When evaluation outcomes are embedded into policy, several elements become fixed:
weighting schemes
indicator selection
threshold definitions
interpretation models
These elements were originally methodological choices. Once institutionalized, they become perceived as objective standards.
This creates a structural illusion:
What is contingent appears permanent.
What is interpretive appears neutral.
3. When Policy Freezes Evaluation
Research systems are dynamic. Disciplines evolve, publication patterns shift, and new forms of knowledge emerge.
However, institutional policies often fail to adapt at the same pace.
As a result:
outdated indicators continue to shape decisions
new research forms remain underrepresented
evolving contexts are ignored
Evaluation becomes temporally misaligned with reality.
In such systems, accuracy does not degrade gradually—it becomes systematically distorted.
4. Path Dependency in Research Evaluation
Once policies are established, they begin to influence future outcomes.
This creates path dependency:
past decisions constrain future possibilities
established metrics shape researcher behavior
institutions adapt to the system rather than the system adapting to research
Over time, the system reinforces its own assumptions.
What is measured becomes what is produced.
What is rewarded becomes what is pursued.
5. The Feedback Loop Problem
Institutionalized evaluation systems generate feedback loops that are often invisible but highly influential.
System criteria → researcher behavior → improved metric performance → validation of system
This loop creates a self-reinforcing cycle:
researchers optimize for what is measured
metrics reflect optimized behavior
systems interpret this as success
The result is not necessarily better research - but better alignment with the system.
6. Designing Adaptive Systems
If evaluation systems are to remain valid, they must be designed for adaptability rather than permanence.
This requires:
Periodic Reassessment
Policies and indicators must be reviewed regularly, not assumed to remain valid.
Separation of Layers
Evaluation, policy, and system implementation should remain distinct—each subject to independent revision.
Context Sensitivity
Systems must account for disciplinary and temporal variation rather than enforcing uniform criteria.
Controlled Flexibility
Structures should allow for exceptions, reinterpretation, and evolution without undermining consistency.
Adaptability is not instability.
It is a requirement for long-term validity.

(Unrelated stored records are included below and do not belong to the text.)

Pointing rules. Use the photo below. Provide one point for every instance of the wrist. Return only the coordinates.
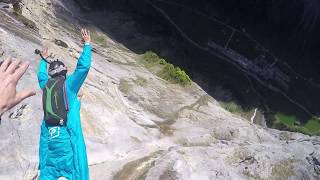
(2, 110)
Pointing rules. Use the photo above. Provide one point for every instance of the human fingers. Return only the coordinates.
(5, 64)
(82, 32)
(20, 71)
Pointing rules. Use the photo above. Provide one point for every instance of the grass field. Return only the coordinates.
(291, 123)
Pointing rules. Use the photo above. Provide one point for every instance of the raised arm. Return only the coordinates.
(42, 71)
(42, 74)
(77, 78)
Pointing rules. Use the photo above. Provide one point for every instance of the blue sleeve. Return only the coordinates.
(43, 146)
(77, 78)
(42, 74)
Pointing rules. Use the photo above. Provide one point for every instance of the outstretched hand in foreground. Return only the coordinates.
(85, 34)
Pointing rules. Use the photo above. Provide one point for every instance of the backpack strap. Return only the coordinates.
(65, 96)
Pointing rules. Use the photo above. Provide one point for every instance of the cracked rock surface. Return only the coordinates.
(136, 125)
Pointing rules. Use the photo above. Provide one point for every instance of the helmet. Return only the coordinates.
(57, 68)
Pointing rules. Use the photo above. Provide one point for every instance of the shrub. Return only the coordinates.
(167, 71)
(151, 57)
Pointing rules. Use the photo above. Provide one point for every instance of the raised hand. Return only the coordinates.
(10, 74)
(44, 52)
(85, 35)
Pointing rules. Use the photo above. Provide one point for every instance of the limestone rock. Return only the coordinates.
(148, 129)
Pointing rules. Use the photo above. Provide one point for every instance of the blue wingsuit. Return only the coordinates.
(62, 150)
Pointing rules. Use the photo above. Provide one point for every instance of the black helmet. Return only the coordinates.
(57, 68)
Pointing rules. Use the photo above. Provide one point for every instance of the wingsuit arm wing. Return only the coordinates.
(43, 147)
(42, 74)
(77, 78)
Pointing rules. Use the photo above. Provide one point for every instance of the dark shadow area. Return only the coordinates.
(236, 52)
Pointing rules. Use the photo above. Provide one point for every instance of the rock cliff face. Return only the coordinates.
(136, 125)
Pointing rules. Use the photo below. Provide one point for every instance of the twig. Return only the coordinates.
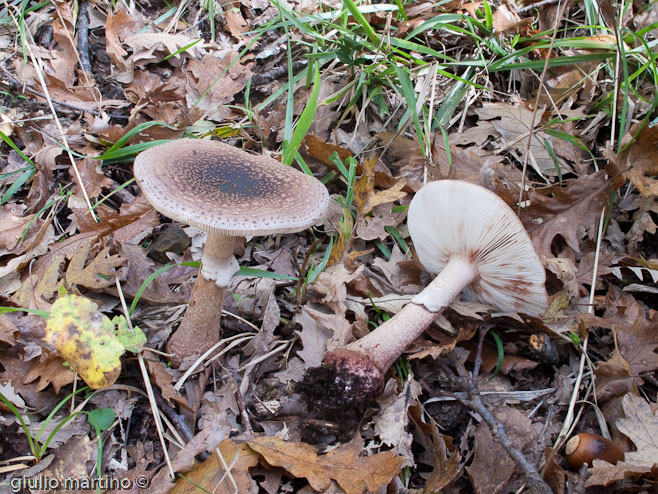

7. Governance Beyond Decisions
The challenge is no longer how to make better evaluation decisions, but how to govern the systems that emerge from them.
This requires a shift in perspective:
from decision-making to system governance
from outputs to structures
from metrics to institutional behavior
In this model, responsibility extends beyond selecting outcomes—it includes designing and maintaining the conditions under which those outcomes are produced.
Conclusion
Research evaluation systems are shaped not only by how metrics are constructed, but by how decisions are institutionalized.
When decisions become systems, their impact extends far beyond their original context. They shape behavior, define incentives, and influence the direction of research itself.
Without mechanisms for reflection and adaptation, these systems risk becoming self-reinforcing structures that prioritize consistency over validity.
The future of responsible research evaluation lies not only in better metrics or better decisions, but in better systems—systems that remain open to revision, responsive to change, and accountable to the complexity they seek to measure.